Few-Shot¶

Calibrate LLM judges with labeled examples for improved grading consistency.

Overview¶

Few-shot learning provides the judge with graded examples before evaluation, helping calibrate its understanding of the rubric criteria. This is particularly effective for subjective criteria or domain-specific evaluation.

Research Background

Casabianca et al. (2025) and Ashktorab et al. (2025) recommend graded exemplars ("gold anchors") including negative examples of common failure modes for both human and LLM judge calibration. Few-shot examples reduce rater error and improve agreement metrics.

Quick Example¶

from autorubric import LLMConfig, FewShotConfig, RubricDataset
from autorubric.graders import CriterionGrader

# Load dataset with ground truth
dataset = RubricDataset.from_file("labeled_data.json")

# Split into training (for few-shot) and test
train_data, test_data = dataset.split_train_test(n_train=100, stratify=True, seed=42)

# Configure few-shot grader
grader = CriterionGrader(
    llm_config=LLMConfig(model="openai/gpt-4.1-mini"),
    training_data=train_data,
    few_shot_config=FewShotConfig(
        n_examples=3,
        balance_verdicts=True,  # Include both MET and UNMET examples
        include_reason=True,
        seed=42,
    ),
)

# Grade with few-shot calibration
result = await rubric.grade(to_grade=response, grader=grader)

Ensemble + Few-Shot¶

Few-shot works orthogonally with ensemble mode. All judges receive the same examples:

from autorubric.graders import JudgeSpec

grader = CriterionGrader(
    judges=[
        JudgeSpec(LLMConfig(model="gemini/gemini-3-flash-preview"), "gemini"),
        JudgeSpec(LLMConfig(model="anthropic/claude-sonnet-4-5-20250929"), "claude"),
    ],
    aggregation="majority",
    training_data=train_data,
    few_shot_config=FewShotConfig(n_examples=3),
)

FewShotConfig¶

Configuration for few-shot example selection.

FewShotConfig `dataclass` ¶

FewShotConfig(n_examples: int = 3, balance_verdicts: bool = True, include_reason: bool = False, seed: int | None = None)

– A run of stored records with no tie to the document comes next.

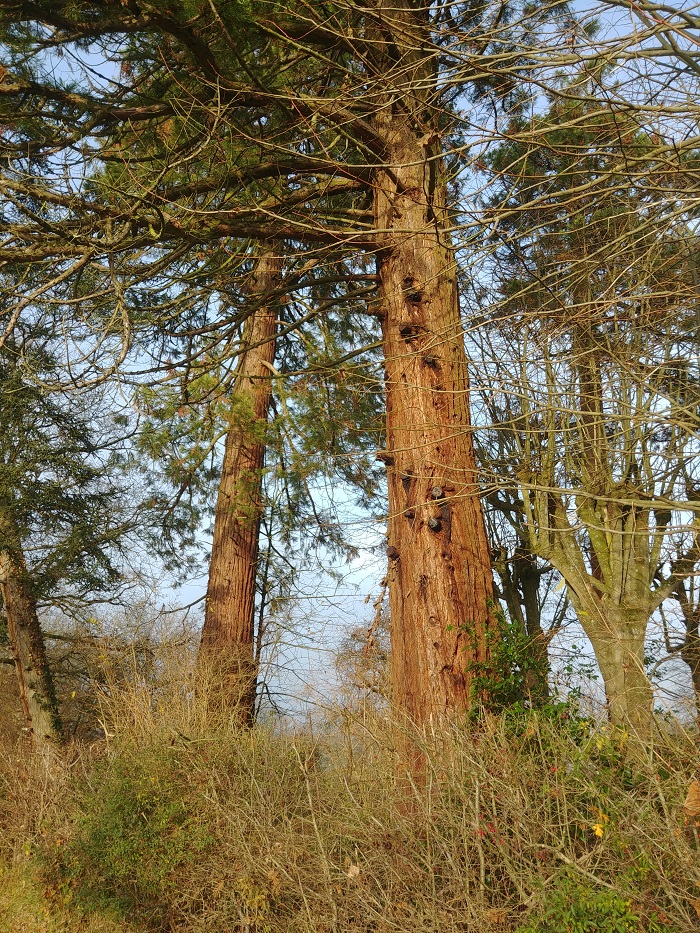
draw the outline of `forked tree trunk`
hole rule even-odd
[[[420,723],[470,708],[470,664],[489,656],[493,580],[439,153],[392,106],[375,126],[387,151],[375,220],[393,698]]]
[[[21,548],[4,522],[1,530],[5,546],[0,549],[0,592],[25,730],[36,750],[44,753],[61,741],[61,715]]]
[[[591,306],[590,294],[581,299],[583,307]],[[579,384],[581,472],[588,493],[578,514],[590,539],[588,590],[589,600],[595,602],[594,613],[587,616],[586,607],[579,618],[603,676],[610,722],[648,741],[654,726],[654,692],[644,670],[644,641],[652,613],[649,516],[644,509],[626,507],[624,500],[622,505],[607,502],[598,514],[599,501],[615,491],[615,476],[605,432],[600,353],[585,326],[574,327],[572,353]],[[633,490],[629,492],[631,498]],[[613,519],[616,525],[610,533],[605,522]]]
[[[620,500],[581,497],[577,516],[590,541],[586,562],[568,503],[550,491],[554,483],[547,476],[540,482],[544,489],[523,491],[532,547],[566,580],[603,676],[610,722],[625,729],[631,742],[644,744],[654,729],[653,689],[644,670],[654,611],[649,510],[628,506],[624,492]],[[630,489],[629,498],[634,495]]]
[[[231,400],[200,650],[217,696],[245,724],[255,711],[255,580],[277,333],[277,303],[265,296],[279,286],[280,268],[270,251],[257,260],[251,300],[258,306],[246,325]]]
[[[595,656],[603,676],[608,716],[633,739],[647,741],[654,725],[654,691],[644,670],[648,616],[618,617],[608,609],[609,631],[596,638]]]

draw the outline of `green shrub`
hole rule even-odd
[[[489,660],[467,665],[472,696],[480,701],[477,710],[481,705],[489,713],[500,714],[546,705],[548,697],[543,692],[549,673],[546,651],[542,651],[537,638],[509,621],[500,605],[490,600],[487,606],[492,620],[486,632]],[[476,652],[475,627],[468,624],[461,629]]]
[[[160,927],[181,872],[212,838],[188,791],[174,751],[102,763],[81,800],[82,816],[53,857],[67,898],[87,912]]]
[[[571,875],[542,892],[537,918],[516,933],[673,933],[656,916],[643,923],[630,899]]]

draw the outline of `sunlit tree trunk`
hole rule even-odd
[[[394,24],[421,15],[406,3],[384,5]],[[398,28],[392,39],[401,49]],[[413,60],[411,46],[402,49],[399,70]],[[420,62],[413,67],[418,87]],[[386,168],[375,180],[375,222],[393,699],[420,723],[470,708],[470,663],[489,654],[493,581],[439,144],[421,129],[412,103],[387,104],[375,117],[386,143]]]
[[[594,528],[595,522],[601,531],[602,541],[594,544],[601,567],[598,579],[584,561],[561,498],[545,492],[525,496],[533,545],[566,581],[571,603],[593,646],[611,723],[638,739],[648,739],[654,723],[653,691],[644,669],[644,640],[654,606],[647,578],[649,530],[644,527],[643,510],[630,517],[624,508],[608,502],[596,515],[586,515],[588,527]]]
[[[593,626],[595,656],[603,675],[608,715],[641,739],[651,736],[654,692],[644,669],[648,614],[605,610],[602,624]]]
[[[255,711],[255,581],[258,564],[265,435],[272,398],[281,263],[257,260],[250,315],[230,406],[230,424],[214,516],[214,540],[200,657],[212,668],[217,695],[250,724]]]
[[[61,741],[61,716],[19,538],[10,523],[2,519],[0,592],[25,730],[37,751],[48,752]]]

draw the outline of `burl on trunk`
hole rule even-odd
[[[386,108],[375,194],[383,313],[393,695],[414,722],[468,710],[493,580],[439,151]]]

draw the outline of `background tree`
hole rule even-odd
[[[687,228],[657,198],[693,163],[655,160],[634,119],[574,94],[530,127],[531,145],[490,157],[504,232],[485,349],[518,486],[495,464],[493,482],[519,497],[532,552],[566,580],[612,722],[646,737],[647,627],[697,551],[696,420],[669,391],[696,290]],[[623,159],[627,174],[611,172]]]
[[[700,719],[700,606],[697,596],[697,569],[688,573],[687,577],[678,581],[678,588],[673,594],[683,618],[683,638],[680,643],[673,644],[668,627],[664,620],[664,635],[666,647],[669,652],[678,653],[688,666],[690,679],[693,684],[696,715]]]
[[[120,483],[119,433],[100,432],[94,399],[37,383],[56,375],[52,340],[24,330],[0,355],[0,587],[25,728],[42,748],[60,741],[61,718],[41,613],[119,590],[124,538],[147,517]]]
[[[280,271],[271,249],[255,260],[250,298],[258,307],[247,321],[230,400],[202,629],[206,659],[216,665],[229,692],[233,688],[246,723],[255,711],[255,583]]]
[[[172,532],[188,514],[190,521],[206,519],[207,500],[220,483],[203,666],[223,674],[237,668],[238,652],[249,657],[252,686],[242,705],[235,670],[223,678],[228,692],[218,693],[220,701],[228,695],[238,704],[244,721],[255,706],[252,688],[265,643],[287,637],[279,631],[280,623],[288,624],[278,612],[280,600],[292,598],[304,570],[318,566],[323,573],[332,556],[356,556],[335,514],[331,486],[340,484],[340,499],[357,495],[366,507],[376,499],[381,473],[373,462],[381,393],[372,371],[376,361],[363,349],[374,323],[364,314],[373,276],[352,269],[329,276],[325,264],[314,275],[315,263],[290,261],[284,278],[266,271],[267,289],[258,291],[262,259],[265,270],[280,266],[271,250],[233,269],[201,268],[196,282],[181,286],[179,306],[192,314],[181,316],[179,332],[168,328],[162,339],[151,339],[152,369],[163,374],[160,384],[137,387],[146,417],[141,450],[172,487],[170,504],[162,506]],[[353,281],[356,288],[350,288]],[[293,300],[280,304],[295,284]],[[279,341],[256,337],[260,321],[266,334],[279,331]],[[276,343],[279,369],[271,355]],[[270,425],[267,418],[251,420],[251,412],[270,406]],[[224,438],[228,452],[219,469]],[[154,494],[162,492],[156,485]],[[261,519],[265,544],[258,559]],[[215,583],[218,596],[212,598]],[[260,691],[269,696],[264,678],[258,688],[259,702]]]

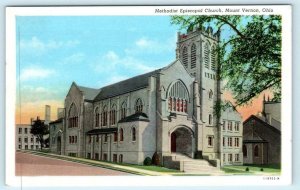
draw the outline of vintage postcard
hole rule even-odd
[[[7,7],[6,40],[7,185],[291,184],[291,6]]]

Configuration for few-shot example selection.

ATTRIBUTE	DESCRIPTION
`n_examples`	Total number of examples to include per criterion. TYPE: `int`
`balance_verdicts`	If True, attempt to balance MET/UNMET/CANNOT_ASSESS. If False, randomly sample without balancing. TYPE: `bool`
`include_reason`	If True, include the reason/explanation in examples. Note: Ground truth datasets typically don't have reasons. TYPE: `bool`
`seed`	Random seed for reproducible sampling. TYPE: `int \| None`

Example

config = FewShotConfig( ... n_examples=3, ... balance_verdicts=True, ... seed=42 ... )

FewShotExample¶

A single few-shot example with submission and ground truth verdict.

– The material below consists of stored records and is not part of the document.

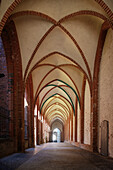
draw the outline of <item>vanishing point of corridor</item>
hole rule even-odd
[[[47,143],[0,160],[1,170],[110,170],[113,160],[69,143]]]
[[[0,170],[113,170],[113,0],[0,0]]]

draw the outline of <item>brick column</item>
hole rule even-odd
[[[98,152],[98,83],[99,83],[99,71],[100,71],[100,62],[102,51],[104,47],[104,42],[107,34],[109,24],[104,22],[98,40],[98,46],[95,57],[94,65],[94,75],[93,75],[93,88],[92,88],[92,147],[94,152]]]
[[[71,141],[73,141],[73,113],[71,114]]]
[[[80,142],[84,143],[84,93],[85,93],[86,78],[84,76],[81,94],[81,113],[80,113]]]
[[[68,122],[69,122],[69,137],[68,137],[68,140],[70,141],[70,115],[68,117]]]
[[[76,104],[75,104],[75,142],[77,142],[77,106],[78,106],[78,100],[76,98]]]
[[[13,88],[10,104],[13,105],[14,147],[15,151],[24,151],[24,86],[19,43],[13,21],[4,27],[2,39],[7,59],[9,82],[12,82]]]

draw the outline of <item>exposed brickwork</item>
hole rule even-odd
[[[78,48],[78,50],[79,50],[79,52],[80,52],[80,54],[81,54],[81,56],[82,56],[82,58],[83,58],[83,60],[84,60],[84,63],[85,63],[85,65],[86,65],[86,68],[87,68],[87,70],[88,70],[89,77],[90,77],[90,81],[92,82],[91,70],[90,70],[90,68],[89,68],[88,62],[87,62],[87,60],[86,60],[86,58],[85,58],[85,55],[84,55],[82,49],[80,48],[80,46],[79,46],[79,44],[77,43],[77,41],[75,40],[75,38],[70,34],[70,32],[66,30],[66,28],[64,28],[62,25],[60,25],[60,28],[62,28],[62,30],[71,38],[71,40],[73,41],[73,43],[75,44],[75,46]]]
[[[75,103],[75,142],[77,142],[77,126],[78,126],[78,122],[77,122],[77,113],[78,113],[78,101],[76,99],[76,103]]]
[[[38,144],[41,144],[41,122],[38,120]]]
[[[109,16],[109,19],[111,21],[113,21],[113,13],[108,8],[108,6],[102,0],[95,0],[95,1],[98,4],[100,4],[100,6],[105,10],[107,15]],[[21,2],[21,0],[15,0],[13,2],[13,4],[9,7],[9,9],[6,11],[6,13],[5,13],[5,15],[4,15],[4,17],[3,17],[3,19],[2,19],[2,21],[0,23],[0,33],[1,33],[1,31],[2,31],[2,29],[4,27],[4,25],[5,25],[8,17],[10,16],[11,12],[13,11],[13,9],[20,2]],[[88,14],[88,13],[86,13],[86,12],[81,13],[81,15],[84,15],[84,14]],[[106,20],[106,18],[104,16],[102,16],[101,14],[98,14],[96,12],[95,13],[91,12],[90,14],[94,15],[94,16],[98,16],[98,17],[102,18],[103,20]],[[56,23],[56,21],[53,20],[52,18],[50,18],[49,16],[42,15],[41,13],[39,13],[38,15],[41,16],[41,17],[44,17],[45,19],[47,19],[47,20],[49,20],[51,22],[53,22],[54,25],[42,37],[42,39],[38,43],[37,47],[35,48],[35,50],[34,50],[34,52],[32,54],[32,57],[29,60],[29,63],[27,65],[25,76],[27,74],[27,70],[28,70],[28,68],[30,66],[30,63],[31,63],[35,53],[37,52],[38,48],[40,47],[40,45],[42,44],[44,39],[47,37],[47,35],[56,26],[60,26],[63,29],[63,31],[66,32],[66,34],[73,40],[73,42],[75,42],[75,40],[73,39],[71,34],[68,33],[68,31],[66,29],[64,29],[60,24],[60,22],[63,22],[65,20],[73,17],[75,14],[71,14],[69,16],[64,17],[58,23]],[[98,134],[98,131],[97,131],[97,127],[98,127],[97,126],[98,125],[98,75],[99,75],[101,54],[102,54],[103,45],[104,45],[104,41],[105,41],[105,37],[106,37],[106,34],[107,34],[108,27],[106,27],[105,24],[102,26],[100,36],[99,36],[99,42],[98,42],[98,48],[97,48],[96,60],[95,60],[95,68],[94,68],[93,93],[92,93],[92,107],[93,107],[92,108],[92,111],[93,111],[93,122],[92,122],[92,125],[93,125],[93,127],[92,127],[92,138],[93,139],[92,139],[92,144],[93,144],[93,150],[94,151],[97,151],[97,134]],[[111,27],[111,24],[110,24],[110,27]],[[24,108],[23,107],[23,97],[24,97],[24,95],[23,95],[23,80],[22,80],[22,70],[21,70],[22,66],[21,66],[21,61],[20,61],[20,51],[19,51],[19,44],[18,44],[18,39],[17,39],[17,35],[16,35],[16,29],[14,27],[13,22],[10,22],[7,26],[4,27],[3,41],[4,41],[4,47],[5,47],[5,51],[6,51],[7,64],[8,64],[8,90],[9,90],[10,93],[13,94],[13,95],[11,94],[11,95],[8,96],[9,100],[8,100],[8,102],[6,100],[6,104],[8,104],[10,110],[12,110],[11,115],[13,115],[13,118],[14,118],[14,120],[16,122],[15,125],[14,125],[14,127],[15,127],[15,130],[14,130],[15,146],[17,146],[18,150],[23,150],[24,149],[24,146],[23,146],[24,145],[24,141],[23,141],[24,140],[24,136],[23,136],[23,134],[24,134],[23,133],[23,130],[24,130],[24,126],[23,126],[24,125],[24,122],[23,122],[24,121],[24,116],[23,116],[23,108]],[[76,45],[76,43],[75,43],[75,45]],[[84,56],[81,49],[79,49],[79,51],[80,51],[81,55]],[[88,69],[88,72],[89,72],[89,75],[90,75],[90,70],[88,68],[88,64],[87,64],[87,61],[86,61],[85,58],[84,58],[84,62],[86,64],[86,66],[87,66],[87,69]],[[5,65],[5,62],[4,62],[4,65]],[[90,75],[90,80],[91,80],[91,75]],[[6,84],[6,82],[4,84]],[[30,84],[30,86],[31,86],[31,84]],[[6,93],[6,91],[5,91],[5,93]],[[7,94],[5,94],[5,95],[7,96]],[[32,99],[32,102],[33,102],[33,96],[32,95],[33,94],[30,94],[30,100]],[[5,102],[3,102],[3,103],[5,103]],[[83,110],[83,108],[81,108],[81,113],[82,113],[82,110]],[[31,103],[31,112],[33,112],[33,103]],[[31,137],[34,139],[34,127],[33,127],[33,121],[34,121],[33,118],[34,117],[33,116],[34,115],[31,114],[31,120],[32,120],[32,122],[31,122],[32,123],[32,125],[31,125]],[[83,122],[83,117],[81,118],[81,122]],[[70,124],[70,122],[69,122],[69,124]],[[81,123],[81,125],[83,126],[82,123]],[[81,129],[83,130],[83,128],[81,128]],[[70,129],[69,129],[69,133],[70,133]],[[83,136],[83,131],[81,131],[81,134]],[[81,138],[81,141],[83,141],[82,138]]]
[[[34,97],[33,97],[32,76],[30,77],[29,83],[30,83],[29,90],[30,90],[30,113],[31,113],[31,140],[32,140],[32,146],[34,146]]]
[[[1,38],[0,38],[0,74],[5,75],[5,77],[0,78],[0,107],[8,109],[7,63],[6,63],[6,56],[4,53],[4,47]]]
[[[50,22],[52,22],[53,24],[56,24],[57,21],[53,18],[51,18],[50,16],[43,14],[41,12],[36,12],[36,11],[21,11],[21,12],[17,12],[13,15],[10,16],[9,20],[12,20],[14,18],[20,17],[20,16],[24,16],[24,15],[34,15],[34,16],[39,16],[41,18],[44,18]]]
[[[0,22],[0,35],[2,33],[2,29],[8,19],[8,17],[11,15],[12,11],[15,9],[15,7],[21,2],[22,0],[15,0],[10,7],[7,9],[7,11],[5,12],[1,22]]]
[[[68,19],[71,19],[71,18],[73,18],[73,17],[76,17],[76,16],[78,16],[78,15],[92,15],[92,16],[96,16],[96,17],[98,17],[98,18],[101,18],[101,19],[103,19],[103,20],[107,20],[107,18],[106,18],[104,15],[102,15],[102,14],[100,14],[100,13],[98,13],[98,12],[90,11],[90,10],[82,10],[82,11],[74,12],[74,13],[72,13],[72,14],[69,14],[69,15],[61,18],[61,19],[59,20],[59,22],[62,23],[62,22],[64,22],[64,21],[66,21],[66,20],[68,20]]]
[[[61,99],[61,100],[62,100],[62,99]],[[50,101],[50,102],[51,102],[51,101]],[[61,111],[61,112],[62,112],[63,115],[66,115],[66,116],[68,117],[68,113],[66,112],[67,109],[66,109],[66,107],[65,107],[63,104],[61,104],[60,102],[58,102],[58,103],[54,102],[53,104],[50,104],[50,102],[48,102],[47,106],[45,107],[45,109],[44,109],[44,111],[43,111],[43,116],[44,116],[44,118],[46,118],[47,115],[49,115],[49,112],[46,113],[47,109],[48,109],[49,107],[55,106],[55,105],[58,105],[58,106],[61,106],[62,108],[64,108],[65,114],[64,114],[64,112],[62,112],[62,111]],[[53,112],[53,111],[52,111],[52,112]],[[51,113],[52,113],[52,112],[51,112]],[[46,113],[46,115],[45,115],[45,113]]]
[[[36,117],[36,144],[38,145],[39,144],[39,122],[38,122],[38,112],[39,112],[39,98],[37,99],[37,117]]]
[[[70,118],[71,118],[71,115],[69,115],[69,117],[68,117],[68,124],[69,124],[69,126],[68,126],[68,135],[69,135],[69,138],[68,138],[68,140],[70,141]]]
[[[21,2],[22,0],[15,0],[11,6],[7,9],[6,13],[4,14],[2,20],[1,20],[1,23],[0,23],[0,34],[2,32],[2,29],[8,19],[8,17],[11,15],[11,12],[16,8],[16,6]],[[111,21],[113,21],[113,13],[112,11],[109,9],[109,7],[102,1],[102,0],[95,0],[103,9],[104,11],[107,13],[108,17],[110,18]],[[29,12],[30,13],[30,12]],[[86,14],[86,12],[83,12],[84,14]],[[42,14],[40,14],[42,16]],[[71,14],[73,15],[73,14]],[[96,15],[94,13],[94,15]],[[100,17],[100,16],[99,16]],[[65,18],[65,17],[64,17]],[[48,17],[47,17],[48,19]],[[62,19],[63,20],[63,19]],[[53,19],[51,19],[52,22]]]
[[[73,141],[73,113],[71,114],[71,141]]]
[[[86,64],[86,67],[87,67],[87,70],[88,70],[88,73],[89,73],[89,76],[90,76],[90,81],[92,82],[91,71],[90,71],[88,62],[87,62],[87,60],[86,60],[86,58],[85,58],[85,55],[84,55],[83,51],[81,50],[80,46],[78,45],[78,43],[76,42],[76,40],[74,39],[74,37],[66,30],[66,28],[64,28],[64,27],[60,24],[62,21],[65,21],[66,19],[72,18],[73,16],[84,15],[84,14],[85,14],[85,15],[87,14],[87,15],[97,16],[97,17],[99,17],[99,18],[101,18],[101,19],[103,19],[103,20],[107,20],[106,17],[104,17],[103,15],[101,15],[101,14],[99,14],[99,13],[97,13],[97,12],[93,12],[93,11],[79,11],[79,12],[76,12],[76,13],[73,13],[73,14],[71,14],[71,15],[68,15],[68,16],[64,17],[63,19],[61,19],[61,20],[58,21],[58,22],[54,21],[54,22],[53,22],[54,25],[48,30],[49,32],[47,31],[47,33],[42,37],[42,39],[41,39],[40,42],[38,43],[37,47],[35,48],[32,56],[31,56],[31,59],[29,60],[28,66],[27,66],[27,68],[26,68],[25,76],[26,76],[26,74],[27,74],[27,70],[28,70],[28,68],[29,68],[29,65],[30,65],[31,61],[32,61],[32,59],[33,59],[36,51],[38,50],[38,48],[39,48],[40,45],[42,44],[43,40],[46,38],[46,36],[47,36],[56,26],[59,26],[59,27],[71,38],[71,40],[74,42],[75,46],[76,46],[76,47],[78,48],[78,50],[80,51],[81,56],[82,56],[82,58],[83,58],[83,60],[84,60],[84,62],[85,62],[85,64]],[[21,11],[21,12],[19,12],[19,13],[14,14],[14,18],[15,18],[15,17],[22,16],[22,15],[34,15],[34,12],[33,12],[33,11]],[[36,13],[36,12],[35,12],[35,15],[40,16],[40,13]],[[41,14],[41,15],[42,15],[42,14]],[[43,15],[42,15],[42,16],[43,16]],[[44,17],[44,16],[43,16],[43,17]],[[12,16],[12,18],[13,18],[13,16]],[[50,19],[49,16],[46,16],[46,19],[48,19],[48,20],[51,21],[51,19]],[[53,28],[53,27],[54,27],[54,28]]]
[[[27,110],[27,114],[28,114],[28,147],[32,147],[32,140],[31,140],[31,112],[30,112],[30,87],[29,87],[29,81],[27,81],[26,83],[26,88],[25,88],[25,96],[26,96],[26,100],[28,103],[28,110]]]
[[[36,91],[36,93],[35,93],[35,100],[37,99],[37,96],[40,94],[40,92],[41,92],[48,84],[50,84],[51,82],[54,82],[54,81],[55,81],[55,80],[52,80],[51,82],[48,82],[48,83],[47,83],[46,85],[44,85],[44,86],[42,87],[42,89],[40,89],[40,91],[39,91],[39,88],[40,88],[42,82],[44,81],[44,79],[45,79],[52,71],[54,71],[55,69],[56,69],[56,67],[53,68],[53,69],[51,69],[51,70],[43,77],[43,79],[42,79],[41,82],[39,83],[39,86],[37,87],[37,91]],[[69,74],[68,74],[67,72],[65,72],[63,69],[61,69],[61,68],[59,68],[59,69],[60,69],[61,71],[63,71],[63,72],[70,78],[70,80],[73,82],[73,84],[74,84],[74,86],[75,86],[75,89],[76,89],[76,91],[77,91],[77,95],[78,95],[79,100],[80,100],[81,96],[80,96],[79,90],[78,90],[78,88],[77,88],[77,85],[75,84],[75,82],[74,82],[73,79],[71,78],[71,76],[69,76]]]
[[[82,56],[82,58],[83,58],[83,60],[84,60],[84,62],[85,62],[86,68],[87,68],[87,70],[88,70],[89,77],[90,77],[90,81],[92,82],[92,79],[91,79],[91,71],[90,71],[90,69],[89,69],[89,65],[88,65],[88,62],[87,62],[87,60],[86,60],[86,58],[85,58],[85,55],[84,55],[83,51],[81,50],[80,46],[78,45],[78,43],[77,43],[77,41],[74,39],[74,37],[73,37],[62,25],[60,25],[60,23],[59,23],[58,25],[53,25],[53,26],[45,33],[45,35],[42,37],[42,39],[39,41],[38,45],[36,46],[36,48],[35,48],[32,56],[31,56],[31,58],[30,58],[30,60],[29,60],[29,62],[28,62],[28,65],[27,65],[27,67],[26,67],[24,79],[25,79],[25,77],[26,77],[26,74],[27,74],[27,71],[28,71],[28,69],[29,69],[29,66],[30,66],[30,64],[31,64],[31,62],[32,62],[32,60],[33,60],[33,58],[34,58],[37,50],[39,49],[40,45],[43,43],[43,41],[44,41],[45,38],[48,36],[48,34],[49,34],[56,26],[59,26],[59,27],[71,38],[71,40],[73,41],[73,43],[75,44],[75,46],[78,48],[78,50],[79,50],[79,52],[80,52],[80,54],[81,54],[81,56]],[[78,63],[77,63],[77,65],[78,65]]]
[[[106,24],[106,23],[105,23]],[[93,90],[92,90],[92,111],[93,111],[93,124],[92,124],[92,146],[93,151],[97,152],[98,148],[98,79],[99,79],[99,69],[100,69],[100,62],[101,56],[103,51],[103,46],[107,34],[107,29],[102,25],[99,40],[98,40],[98,47],[96,51],[96,58],[95,58],[95,65],[94,65],[94,76],[93,76]]]
[[[33,82],[32,76],[29,76],[29,79],[26,83],[26,96],[29,107],[28,112],[28,146],[34,147],[34,101],[33,101]]]
[[[48,84],[50,84],[50,83],[52,83],[52,82],[54,82],[54,81],[55,81],[55,80],[49,82]],[[42,91],[45,87],[46,87],[46,85],[41,89],[41,91]],[[67,87],[67,88],[70,88],[70,87],[68,87],[68,86],[66,86],[66,85],[59,85],[59,87]],[[41,108],[42,102],[43,102],[44,98],[46,97],[46,95],[47,95],[50,91],[52,91],[53,89],[55,89],[55,88],[57,88],[57,87],[52,87],[49,91],[47,91],[47,93],[45,93],[45,95],[43,96],[43,98],[42,98],[42,100],[41,100],[41,102],[40,102],[39,108]],[[41,92],[41,91],[40,91],[40,92]],[[78,91],[77,91],[77,92],[78,92]],[[40,94],[40,93],[38,93],[38,95],[36,96],[36,98],[39,96],[39,94]],[[76,97],[76,96],[75,96],[75,97]],[[79,99],[80,99],[80,96],[79,96]]]
[[[111,21],[113,21],[113,13],[103,0],[95,0],[106,12]]]
[[[92,78],[91,78],[91,71],[90,71],[90,68],[89,68],[89,65],[88,65],[88,62],[85,58],[85,55],[83,54],[82,50],[80,49],[78,43],[76,42],[76,40],[74,39],[74,37],[61,25],[61,23],[67,19],[70,19],[74,16],[77,16],[77,15],[93,15],[93,16],[96,16],[96,17],[99,17],[103,20],[107,20],[107,18],[105,16],[103,16],[102,14],[100,13],[97,13],[95,11],[87,11],[87,10],[84,10],[84,11],[78,11],[76,13],[72,13],[68,16],[65,16],[64,18],[62,18],[60,21],[56,22],[54,19],[50,18],[49,16],[45,16],[44,14],[42,13],[38,13],[38,12],[34,12],[34,11],[21,11],[21,12],[17,12],[16,14],[12,15],[11,18],[15,18],[15,17],[19,17],[19,16],[23,16],[23,15],[37,15],[37,16],[41,16],[41,17],[44,17],[46,18],[47,20],[51,21],[52,23],[54,23],[54,25],[46,32],[46,34],[42,37],[42,39],[40,40],[40,42],[38,43],[38,45],[36,46],[29,62],[28,62],[28,65],[26,67],[26,71],[25,71],[25,76],[27,74],[27,70],[30,66],[30,63],[32,61],[32,59],[34,58],[34,55],[35,53],[37,52],[38,48],[40,47],[40,45],[42,44],[42,42],[44,41],[44,39],[46,38],[46,36],[56,27],[56,26],[59,26],[71,39],[72,41],[74,42],[75,46],[78,48],[78,50],[80,51],[81,53],[81,56],[86,64],[86,67],[87,67],[87,70],[88,70],[88,73],[89,73],[89,76],[90,76],[90,81],[92,82]]]
[[[66,56],[66,55],[64,55],[64,54],[62,54],[62,53],[60,53],[60,52],[57,52],[57,51],[54,51],[54,52],[52,52],[52,53],[44,56],[41,60],[39,60],[39,61],[34,65],[34,67],[31,69],[31,71],[29,72],[28,77],[29,77],[29,75],[31,74],[31,72],[32,72],[34,69],[36,69],[37,67],[39,67],[38,64],[39,64],[40,62],[42,62],[44,59],[46,59],[46,58],[48,58],[48,57],[50,57],[50,56],[52,56],[52,55],[54,55],[54,54],[61,55],[61,56],[63,56],[64,58],[66,58],[66,59],[72,61],[74,64],[76,64],[76,65],[77,65],[77,68],[78,68],[80,71],[82,71],[83,74],[85,74],[85,76],[86,76],[86,78],[87,78],[87,80],[88,80],[88,82],[89,82],[90,90],[91,90],[90,80],[89,80],[86,72],[82,69],[82,67],[81,67],[75,60],[73,60],[72,58],[70,58],[70,57],[68,57],[68,56]],[[65,64],[64,64],[64,65],[65,65]],[[71,64],[69,64],[69,65],[71,65]],[[59,68],[59,69],[60,69],[60,66],[55,66],[55,65],[52,65],[52,66],[54,66],[55,68]],[[71,66],[76,67],[75,65],[71,65]]]
[[[12,79],[7,72],[6,56],[2,39],[0,37],[0,143],[2,140],[10,140],[13,135],[13,120],[11,108]],[[11,148],[12,149],[12,148]],[[4,147],[0,149],[4,150]]]
[[[37,50],[39,49],[40,45],[42,44],[42,42],[44,41],[44,39],[47,37],[47,35],[55,28],[55,25],[53,25],[52,27],[50,27],[50,29],[44,34],[44,36],[41,38],[41,40],[39,41],[39,43],[37,44],[35,50],[33,51],[32,55],[31,55],[31,58],[27,64],[27,67],[26,67],[26,70],[25,70],[25,74],[24,74],[24,80],[26,78],[26,75],[27,75],[27,71],[29,69],[29,66],[30,66],[30,63],[31,61],[33,60]]]
[[[81,112],[80,112],[80,141],[84,143],[84,95],[85,95],[85,85],[86,85],[86,78],[84,76],[83,84],[82,84],[82,94],[81,94]]]
[[[24,150],[24,96],[22,64],[18,38],[14,23],[11,21],[6,25],[2,32],[2,39],[7,58],[9,74],[9,90],[11,92],[10,104],[12,108],[12,117],[14,120],[14,148],[15,151]]]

FewShotExample `dataclass` ¶

FewShotExample(submission: str, verdict: CriterionVerdict, reason: str | None = None)

A single few-shot example for criterion evaluation.

ATTRIBUTE	DESCRIPTION
`submission`	The content that was evaluated. Can be plain text or JSON-serialized. TYPE: `str`
`verdict`	The ground truth verdict for this criterion. TYPE: `CriterionVerdict`
`reason`	Optional explanation for why the verdict was assigned. TYPE: `str \| None`

Example

example = FewShotExample( ... submission="The Industrial Revolution began in Britain...", ... verdict=CriterionVerdict.MET, ... reason="Correctly identifies Britain as origin" ... )

References¶

Ashktorab, Z., Daly, E. M., Miehling, E., Geyer, W., Santillán Cooper, M., Pedapati, T., Desmond, M., Pan, Q., and Do, H. J. (2025). EvalAssist: A Human-Centered Tool for LLM-as-a-Judge. arXiv:2507.02186.

Casabianca, J., McCaffrey, D. F., Johnson, M. S., Alper, N., and Zubenko, V. (2025). Validity Arguments For Constructed Response Scoring Using Generative Artificial Intelligence Applications. arXiv:2501.02334.